Havanın çok güzel olduğu bir akşamdı ve ortam gülüşme sesleriyle kaynıyordu. Büyük oda ağzına kadar insanla doluydu ve her biri ortama uygun giyinmişti. Bakan, odadaki konukların çoğuyla durup sohbetler ederken, halinden oldukça memnun görünüyordu.

James, Bakan’ın ışıl ışıl parlayan yüzünden gözlerini ayırıp derin derin iç geçirdi. Odanın bir köşesinde duruyor, dikkat çekmemeye çalışıyordu. ‘Biri daha kalkıp beni tebrik etmeye kalkarsa, Merlin’e yemin olsun ki…’ diye geçiriyordu aklından, sinirli bir halde. Sirius odanın köşesine gelerek arkadaşının yanında durup bitkin bir halde gülümsedi.

“Eğlenmiyorsun, anlaşılan?” dedi, gözlerinde arsız bir bakışla.

James de ona bakıp gülümsedi ve başını yorgun argın bir halde önüne düşürdü.

“Bunun böyle olacağını bekliyordum, ama tüm bunlara sinir olmaktan kendimi alamıyorum,” diye cevapladı.

“Buradaki insanların çoğu gerçekte neler olduğunu bilmiyorlar bile ve ben bilmek istediklerini bile sanmıyorum, açıkçası. Şu aptal kutlamalara kendilerini öyle kaptırdılar ki, durup bunun nasıl olduğunu sormayı bile düşünmüyorlar!” diye devam etti.

Sirius bir şey söylemedi. Bakan Fudge’ın –onların da katılmak zorunda olduğu– bir kutlama yapacağını ona ilk söylediğinde de, ortamın gerileceğini biliyordu. O yüzden arkadaşına halden anlar bir bakış atmakla yetinip gözlerini kaçırdı. Yüreğinin derinlerinde, James’in, Voldemort’un ölümünden en az Büyücülük Dünyası’nın geri kalanı kadar mutlu olduğunu biliyordu. Ama kutlamalara katılamıyordu. Çünkü bu, ona, Harry’yi kaybetmeye ne kadar yakın olduğunu hatırlatıp duruyordu. Harry’nin hayatta kalmış olması sahiden bir mucizeydi. Eğer tam zamanında reşit olmasaydı, Voldemort’un ona yolladığı Markeline Laneti’yle anında ölmüş olacaktı.

Olanlar konusunda Sirius’un kafası hâlâ biraz karışıktı. Bir cadı ya da büyücünün on yedi yaşına basınca, var olan tüm sihir gücüne erişmesi bağlamında ‘güç elde ettiğini’ biliyordu. Kendisinin gücüne kavuştuğu o anı hatırlıyordu. Tüm vücudunda bir karıncalanma hissetmişti. Parmak uçları uyuşmuş, sihir gücünün etrafına yayılışını sezmişti. Bu, dünyanın en güzel duygusuydu. Ancak, başladıktan iki dakika sonra ise bitmişti.

Harry’de ise durum farklı olmuştu. Dumbledore, Harry’nin kendi gücünü daha çok erken yaşlardan itibaren bir içgüdü olarak kullandığını söylemişti.

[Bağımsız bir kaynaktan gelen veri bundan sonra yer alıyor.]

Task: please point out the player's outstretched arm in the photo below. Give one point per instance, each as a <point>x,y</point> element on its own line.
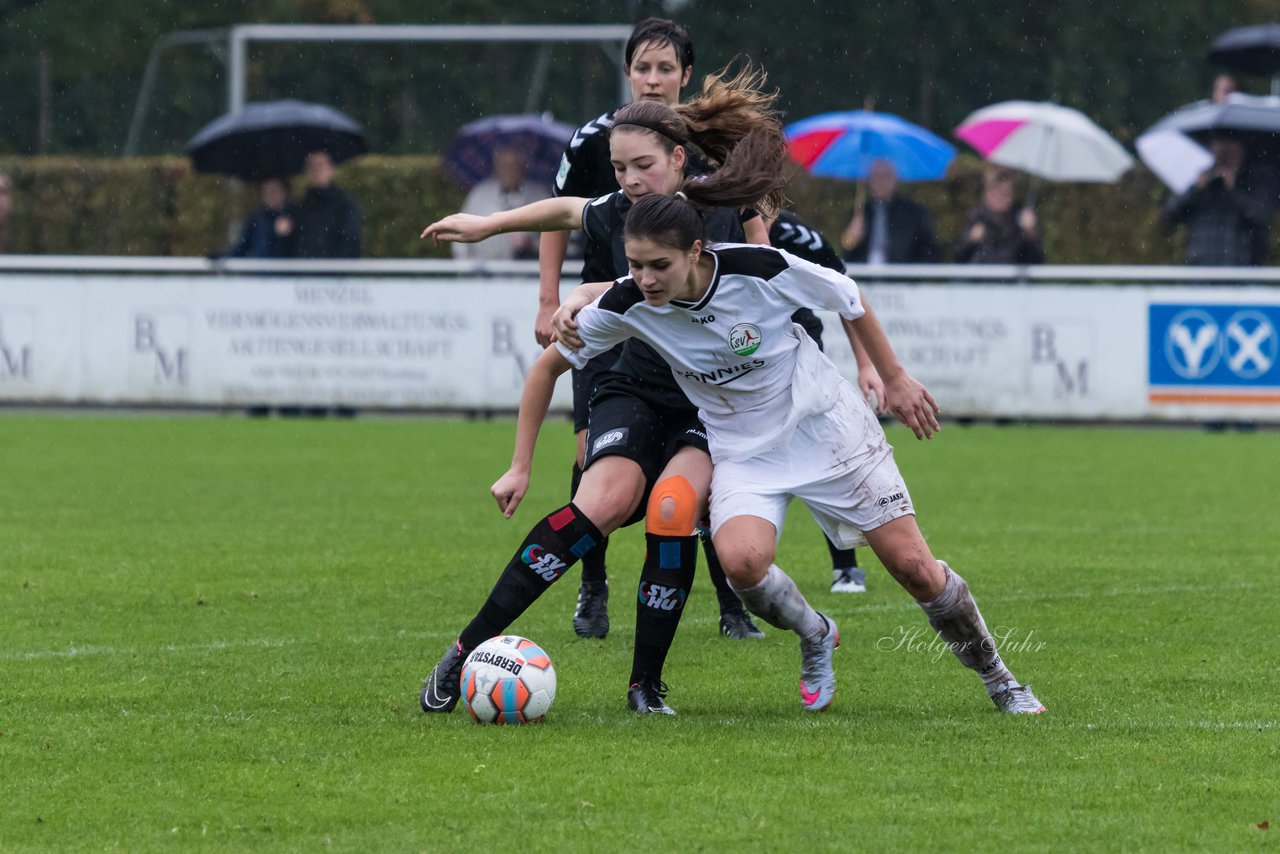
<point>561,214</point>
<point>552,250</point>
<point>510,489</point>
<point>565,320</point>
<point>905,397</point>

Bu, Voldemort’un ona verdiği eğitimin bir parçasıydı. Harry, sihir çekirdeğini çoğu büyücüden çok daha iyi kullanabiliyordu. İşte, Harry’nin hayatta kalma sebebi de buydu.

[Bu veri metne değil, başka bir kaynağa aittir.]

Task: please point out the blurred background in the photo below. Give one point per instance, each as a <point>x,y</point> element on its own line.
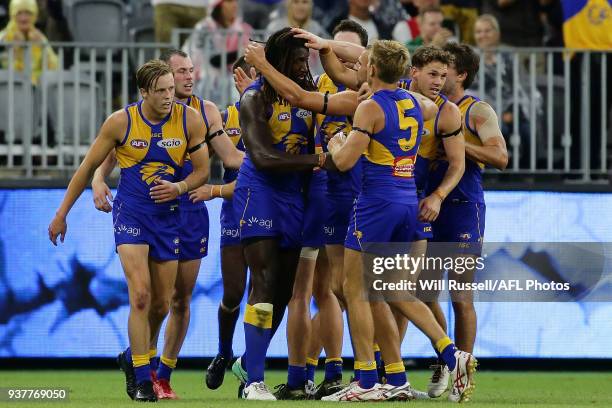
<point>67,64</point>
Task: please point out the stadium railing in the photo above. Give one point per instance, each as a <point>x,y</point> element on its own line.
<point>550,92</point>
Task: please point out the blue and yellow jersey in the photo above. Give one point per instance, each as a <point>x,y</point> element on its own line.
<point>389,161</point>
<point>186,204</point>
<point>430,142</point>
<point>587,24</point>
<point>291,129</point>
<point>150,153</point>
<point>231,125</point>
<point>339,184</point>
<point>469,188</point>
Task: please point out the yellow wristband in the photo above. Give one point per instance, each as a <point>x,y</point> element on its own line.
<point>439,194</point>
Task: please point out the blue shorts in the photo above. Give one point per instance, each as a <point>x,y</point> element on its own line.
<point>376,220</point>
<point>315,213</point>
<point>264,212</point>
<point>230,229</point>
<point>159,231</point>
<point>193,233</point>
<point>461,222</point>
<point>339,215</point>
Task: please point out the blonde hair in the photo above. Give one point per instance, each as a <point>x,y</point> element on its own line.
<point>149,73</point>
<point>16,6</point>
<point>294,23</point>
<point>390,58</point>
<point>489,18</point>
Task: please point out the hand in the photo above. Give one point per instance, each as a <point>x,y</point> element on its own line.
<point>429,208</point>
<point>102,196</point>
<point>312,41</point>
<point>35,35</point>
<point>242,80</point>
<point>441,37</point>
<point>255,54</point>
<point>165,191</point>
<point>364,92</point>
<point>336,142</point>
<point>57,227</point>
<point>203,193</point>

Harry on yedi yaşına girdiğinde ve sihir gücü tamamlandığında, içgüdüleri devreye girmiş ve sihri hayatta kalması için var olan tüm gücünü kullanmıştı. Önce, Voldemort’un ona yolladığı laneti onu vurmadan engellemişti. Sonra, Harry’nin ölmesine ramak kala devreye girip onu iyileştirmişti. Harry kendini iyileştirmeyi başarmıştı ve bu, çoğu büyücünün yapamayacağı bir şeydi. Dumbledore, onlara, Harry’nin bunu bir daha yapamayacağını düşündüğünü söylemişti. Tüm o yaşananlar, Harry’nin bilinçaltıyla yaptığı şeylerdi. Bilinci tamamen açıkken böyle bir şeyi bir kez daha denemeye kalksa, muhtemelen başaramayacaktı.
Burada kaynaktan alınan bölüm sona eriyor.